Dans le récit biblique sur la construction de la tour de Babel ressort un premier élément qui nous aide à comprendre le péché: les hommes ont prétendu bâtir une cité, former une société, être forts et puissants sans Dieu, même si ce n'était pas à proprement parler contre Dieu(68). Dans ce sens, le récit du premier péché dans le paradis terrestre et le récit de Babel, malgré les différences notables de leurs contenus et de leurs formes, présentent une convergence sur un point: dans l'un et l'autre, nous nous trouvons en face d'une exclusion de Dieu, par le refus explicite de l'un de ses commandements, par un geste qui manifeste une rivalité face à lui, par la prétention illusoire d'être «comme lui»(69). Dans le récit de Babel, l'exclusion de Dieu n'apparaît pas tellement sur le mode d'une confrontation avec lui, mais comme l'oubli et l'indifférence à son égard, comme si Dieu ne présentait aucun intérêt dans le cadre du projet humain de bâtir et de s'unir. Mais, dans les deux cas, c'est avec violence que se trouve rompu le rapport avec Dieu. Dans la scène du paradis terrestre apparaît toute la gravité dramatique de ce qui constitue l'essence la plus intime et la plus obscure du péché: la désobéissance à Dieu, à sa loi, à la norme morale qu'il a donnée à l'homme et inscrite dans son cœur, la confirmant et l'achevant par la révélation.
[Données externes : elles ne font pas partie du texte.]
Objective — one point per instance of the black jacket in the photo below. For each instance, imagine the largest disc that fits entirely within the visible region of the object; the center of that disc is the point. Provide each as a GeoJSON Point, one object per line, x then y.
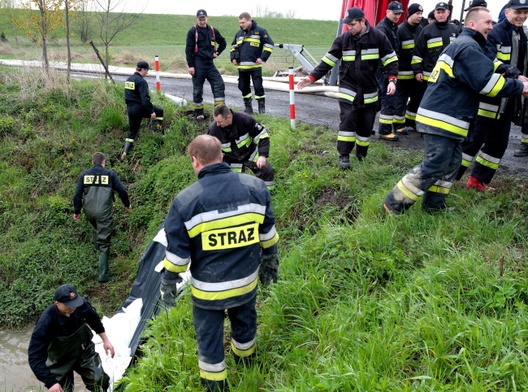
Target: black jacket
{"type": "Point", "coordinates": [53, 324]}
{"type": "Point", "coordinates": [95, 192]}
{"type": "Point", "coordinates": [249, 45]}
{"type": "Point", "coordinates": [430, 43]}
{"type": "Point", "coordinates": [361, 56]}
{"type": "Point", "coordinates": [137, 92]}
{"type": "Point", "coordinates": [219, 225]}
{"type": "Point", "coordinates": [464, 73]}
{"type": "Point", "coordinates": [245, 140]}
{"type": "Point", "coordinates": [201, 42]}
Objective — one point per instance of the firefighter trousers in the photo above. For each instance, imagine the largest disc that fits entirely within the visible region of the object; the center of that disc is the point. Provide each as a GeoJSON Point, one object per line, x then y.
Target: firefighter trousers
{"type": "Point", "coordinates": [431, 179]}
{"type": "Point", "coordinates": [355, 127]}
{"type": "Point", "coordinates": [136, 113]}
{"type": "Point", "coordinates": [244, 83]}
{"type": "Point", "coordinates": [486, 146]}
{"type": "Point", "coordinates": [209, 329]}
{"type": "Point", "coordinates": [206, 70]}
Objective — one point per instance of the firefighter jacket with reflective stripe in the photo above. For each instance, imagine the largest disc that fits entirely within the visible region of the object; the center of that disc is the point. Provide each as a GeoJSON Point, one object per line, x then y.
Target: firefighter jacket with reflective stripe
{"type": "Point", "coordinates": [52, 325]}
{"type": "Point", "coordinates": [96, 186]}
{"type": "Point", "coordinates": [361, 56]}
{"type": "Point", "coordinates": [201, 42]}
{"type": "Point", "coordinates": [430, 43]}
{"type": "Point", "coordinates": [508, 44]}
{"type": "Point", "coordinates": [390, 30]}
{"type": "Point", "coordinates": [249, 45]}
{"type": "Point", "coordinates": [244, 140]}
{"type": "Point", "coordinates": [219, 225]}
{"type": "Point", "coordinates": [137, 92]}
{"type": "Point", "coordinates": [408, 35]}
{"type": "Point", "coordinates": [461, 76]}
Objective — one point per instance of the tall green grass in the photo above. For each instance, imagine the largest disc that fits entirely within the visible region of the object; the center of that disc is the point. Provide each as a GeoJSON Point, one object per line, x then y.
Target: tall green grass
{"type": "Point", "coordinates": [365, 302]}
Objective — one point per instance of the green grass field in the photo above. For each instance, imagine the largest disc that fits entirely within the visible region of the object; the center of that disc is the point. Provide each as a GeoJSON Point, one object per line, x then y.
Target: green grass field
{"type": "Point", "coordinates": [364, 302]}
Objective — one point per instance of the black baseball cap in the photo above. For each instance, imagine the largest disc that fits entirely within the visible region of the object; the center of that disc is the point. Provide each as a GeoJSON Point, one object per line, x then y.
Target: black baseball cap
{"type": "Point", "coordinates": [477, 3]}
{"type": "Point", "coordinates": [354, 13]}
{"type": "Point", "coordinates": [517, 4]}
{"type": "Point", "coordinates": [396, 7]}
{"type": "Point", "coordinates": [142, 64]}
{"type": "Point", "coordinates": [67, 294]}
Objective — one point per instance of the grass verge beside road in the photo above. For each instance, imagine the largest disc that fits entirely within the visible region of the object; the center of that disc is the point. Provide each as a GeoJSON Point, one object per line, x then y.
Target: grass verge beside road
{"type": "Point", "coordinates": [364, 302]}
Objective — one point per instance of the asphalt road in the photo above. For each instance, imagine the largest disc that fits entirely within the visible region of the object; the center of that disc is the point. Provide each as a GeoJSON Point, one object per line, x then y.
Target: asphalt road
{"type": "Point", "coordinates": [317, 110]}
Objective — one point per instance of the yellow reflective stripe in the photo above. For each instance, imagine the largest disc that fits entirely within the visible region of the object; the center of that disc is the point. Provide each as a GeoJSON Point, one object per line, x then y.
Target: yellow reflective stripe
{"type": "Point", "coordinates": [213, 372]}
{"type": "Point", "coordinates": [224, 294]}
{"type": "Point", "coordinates": [442, 125]}
{"type": "Point", "coordinates": [243, 349]}
{"type": "Point", "coordinates": [222, 223]}
{"type": "Point", "coordinates": [406, 191]}
{"type": "Point", "coordinates": [494, 85]}
{"type": "Point", "coordinates": [488, 161]}
{"type": "Point", "coordinates": [178, 265]}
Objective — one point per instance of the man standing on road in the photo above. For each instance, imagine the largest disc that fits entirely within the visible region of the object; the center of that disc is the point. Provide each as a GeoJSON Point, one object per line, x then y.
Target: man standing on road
{"type": "Point", "coordinates": [95, 195]}
{"type": "Point", "coordinates": [139, 106]}
{"type": "Point", "coordinates": [389, 27]}
{"type": "Point", "coordinates": [204, 44]}
{"type": "Point", "coordinates": [245, 143]}
{"type": "Point", "coordinates": [361, 49]}
{"type": "Point", "coordinates": [430, 43]}
{"type": "Point", "coordinates": [489, 140]}
{"type": "Point", "coordinates": [408, 97]}
{"type": "Point", "coordinates": [462, 73]}
{"type": "Point", "coordinates": [251, 47]}
{"type": "Point", "coordinates": [224, 227]}
{"type": "Point", "coordinates": [61, 344]}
Exclusion de Dieu, rupture avec Dieu, désobéissance à Dieu: c'est ce qu'a été et ce qu'est le péché tout au long de l'histoire humaine, sous des formes diverses qui peuvent aller jusqu'à la négation de Dieu et de son existence: c'est le phénomène de l'athéisme.
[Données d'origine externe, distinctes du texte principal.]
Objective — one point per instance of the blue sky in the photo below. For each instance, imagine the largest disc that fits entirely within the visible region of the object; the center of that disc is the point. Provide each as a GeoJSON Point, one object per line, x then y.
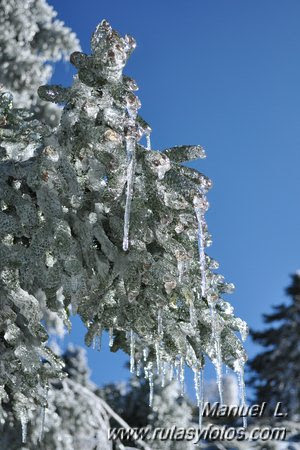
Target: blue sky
{"type": "Point", "coordinates": [224, 74]}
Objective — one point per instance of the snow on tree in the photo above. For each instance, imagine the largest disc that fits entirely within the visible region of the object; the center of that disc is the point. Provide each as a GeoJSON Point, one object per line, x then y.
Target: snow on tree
{"type": "Point", "coordinates": [95, 221]}
{"type": "Point", "coordinates": [276, 371]}
{"type": "Point", "coordinates": [75, 417]}
{"type": "Point", "coordinates": [231, 391]}
{"type": "Point", "coordinates": [30, 40]}
{"type": "Point", "coordinates": [170, 409]}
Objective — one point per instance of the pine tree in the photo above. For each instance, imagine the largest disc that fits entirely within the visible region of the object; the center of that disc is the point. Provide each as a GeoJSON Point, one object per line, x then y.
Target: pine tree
{"type": "Point", "coordinates": [170, 409]}
{"type": "Point", "coordinates": [75, 417]}
{"type": "Point", "coordinates": [30, 40]}
{"type": "Point", "coordinates": [276, 376]}
{"type": "Point", "coordinates": [95, 221]}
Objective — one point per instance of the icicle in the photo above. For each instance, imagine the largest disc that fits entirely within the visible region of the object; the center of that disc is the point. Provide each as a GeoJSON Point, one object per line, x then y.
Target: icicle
{"type": "Point", "coordinates": [181, 375]}
{"type": "Point", "coordinates": [199, 389]}
{"type": "Point", "coordinates": [171, 372]}
{"type": "Point", "coordinates": [24, 420]}
{"type": "Point", "coordinates": [157, 350]}
{"type": "Point", "coordinates": [159, 323]}
{"type": "Point", "coordinates": [41, 433]}
{"type": "Point", "coordinates": [145, 353]}
{"type": "Point", "coordinates": [111, 337]}
{"type": "Point", "coordinates": [239, 368]}
{"type": "Point", "coordinates": [193, 318]}
{"type": "Point", "coordinates": [132, 350]}
{"type": "Point", "coordinates": [199, 215]}
{"type": "Point", "coordinates": [138, 368]}
{"type": "Point", "coordinates": [180, 268]}
{"type": "Point", "coordinates": [97, 342]}
{"type": "Point", "coordinates": [164, 371]}
{"type": "Point", "coordinates": [148, 140]}
{"type": "Point", "coordinates": [130, 150]}
{"type": "Point", "coordinates": [151, 386]}
{"type": "Point", "coordinates": [216, 339]}
{"type": "Point", "coordinates": [177, 372]}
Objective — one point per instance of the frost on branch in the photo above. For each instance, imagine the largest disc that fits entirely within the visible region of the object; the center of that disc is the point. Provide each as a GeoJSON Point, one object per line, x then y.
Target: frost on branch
{"type": "Point", "coordinates": [31, 38]}
{"type": "Point", "coordinates": [76, 196]}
La désobéissance de l'homme qui - par un acte de sa liberté - ne reconnaît pas la prédominance de Dieu dans sa vie, au moins au moment précis où il viole sa loi.




66 Cf. 2 Th. 2, 7



67 Cf. Rm 7, 7-25; Ep 2, 2; 6, 12.



68 La terminologie adoptée par la traduction grecque des Septante et par le Nouveau Testament au sujet du péché est significative à cet égard. Le plus souvent, il est désigné par hamartìa, avec les termes formés sur la même racine. Celle ci exprime l'idée de manquer plus ou moins gravement soit à une norme ou à une loi, soit à une personne ou même à une divinité. Mais le péché est appelé aussi adikìa, et l'idée est alors celle de pratiquer l'injustice. On parlera de paràbasis ou transgression; d'asèbeia, impiété, et d'autres concepts encore; tous ensemble forment l'image du péché.



69 Gn 3, 5: «... vous serez comme des dieux, qui connaissent le bien et le mal»; cf. aussi le v. 22.